I have been looking for a way to extract the x/y coordinates of people from a re...

TheFragenTaken · on March 25, 2024

Some of these NN models are quite heavy, and I'd argue, overkill for bounded applications, like "just" segmenting people from a video stream. People have built simplistic naive bayes based models before NN's were popular, using relatively few features, and applying a Kalman filter to track across frames, that could run on Pentium processors in the 2000's and 10's.

IshKebab · on March 25, 2024

They mentioned reliability so I think they want the performance of current ML models, not what we had 10-20 years ago, which was terrible.

atoav · on March 25, 2024

I tried other, non-ML solutions but they were too unreliable in that they produced a huge number of false positives and false negatives under the unpredictable circumstances I have to operate under. They were quite performant tho and I imagine in the right circumstances they might achieve good results.

hwoolery · on March 25, 2024

You can look at MediaPipe's BlazeFace / BlazePose for faster inference for lower-end chips. I currently have an application that does realtime video with YoloV8-M on my Macbook at over 60fps

atoav · on March 25, 2024

Thanks I will check if BlazePose fits my purpose. Maybe I have to train my own model. YOLOv8 is great, but it's weakness seems to be detecting people from an high camera angle, which we have to use to get all the people in the space at once and for practical reasons (cannot mount camera where it can be reached without ladder).

So I might have to annotate my own data and train my own model. I found one top view dataset by ZHDK Zürich and I got my own test footage.

I will figure out how well I can make it run on my old laptop (has a Nvidia GPU at least).

sadhorse · on March 25, 2024

YOLOA model has knowledge for dozens of objects. At every frame it is computing lots of parameters not related to your case. This is very wasteful and the main reason you can't achieve your performance goals.

atoav · on March 25, 2024

I figured so much, any idea of models that are just person detecting?

nasir · on March 25, 2024

So I guess what I saw is to use a big model to do annotation and develop a specialised smaller model.

ekabod · on March 25, 2024

You can train a YOLO model from scratch.

atoav · on March 25, 2024

Already checked that and have some data for it, just hoped getting people positions is such a typical usecase someone would have done a better model than I could here

thangngoc89 · on March 25, 2024

To achieve realtime speed, you need to at least convert it to ONNX or similar, applying quantization for 30fps mode.

zyang · on March 25, 2024

Have you tried Jetson boards. Jetson Orin Nano have pretty decent gpu for $500.

atoav · on March 25, 2024

Had my eye on those, will have to figure out what we can afford

slingnow · on March 25, 2024

It seems like your expectations must come from frontend development or something, where you can hot glue together a few packages to instantly get results. It is absolutely possible to do what you want, but it still would take a little knowledge / engineering to make it work.

atoav · on March 25, 2024

No, I am just exploring the possibilities. I thought getting multiple persons positions from a live video stream was a sort of bread and butter problem of computer vision and my (even in hindsight not unreasonable) expectation was that there would probably be enough existing solutions out there.

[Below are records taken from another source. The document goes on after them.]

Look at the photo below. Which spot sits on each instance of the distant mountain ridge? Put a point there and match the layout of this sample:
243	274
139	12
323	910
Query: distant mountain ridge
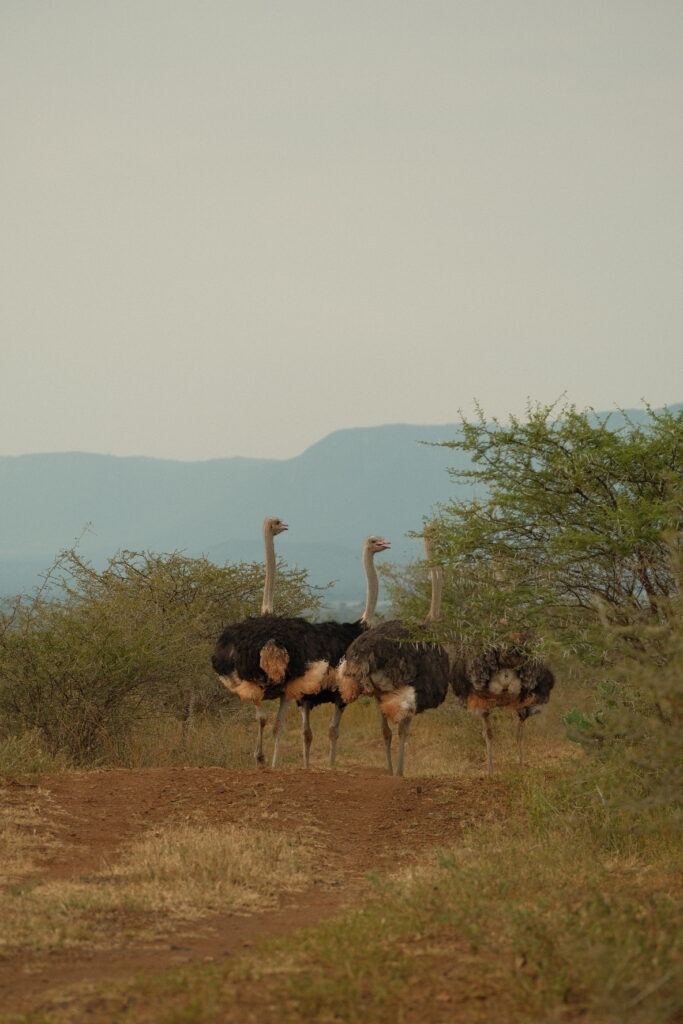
349	484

Turns out my expectations were wrong, or I have been at least fooled by the marketing material.

This is a "(broke) artist friend asked me for an art installation"-scenario, so if I don't have to I'd like to not reinvent the wheel and invest my time where it makes the biggest impact.

r2_pilot · on March 26, 2024

I use DepthAI cameras for a bunch of CV/ML stuff [https://shop.luxonis.com/] (the models run on-camera the most part) with a Jetson Nano Orin as the microcontroller. I used to use just the Jetson Nano but Nvidia is trying hard to get people on the new Orin, so I finally paid the Nvidia tax and developing for it became exciting again. But in your case, any raspberry pi would work since the detection events are not processed on the raspberry pi and the camera processor is relatively beefy. Check out their gen 2 examples for some of the models related to your task. Although looking at crowd counting example [https://github.com/luxonis/depthai-experiments] it may not run fast enough for your needs. But if you had the processing power freed up on the raspberry pi, possibly you could just display the 30fps frames and loosely sync the person bounding box detection once a second or so, which would look sorta normal for anyone watching. Anyway, sorry to ramble, I've just been working on those code samples a lot lately and I think this may be helpful for you or someone else in this problem space.

atoav · on March 26, 2024

Thanks I will jave a look at it

antman · on March 26, 2024

Also search for YOLO prunning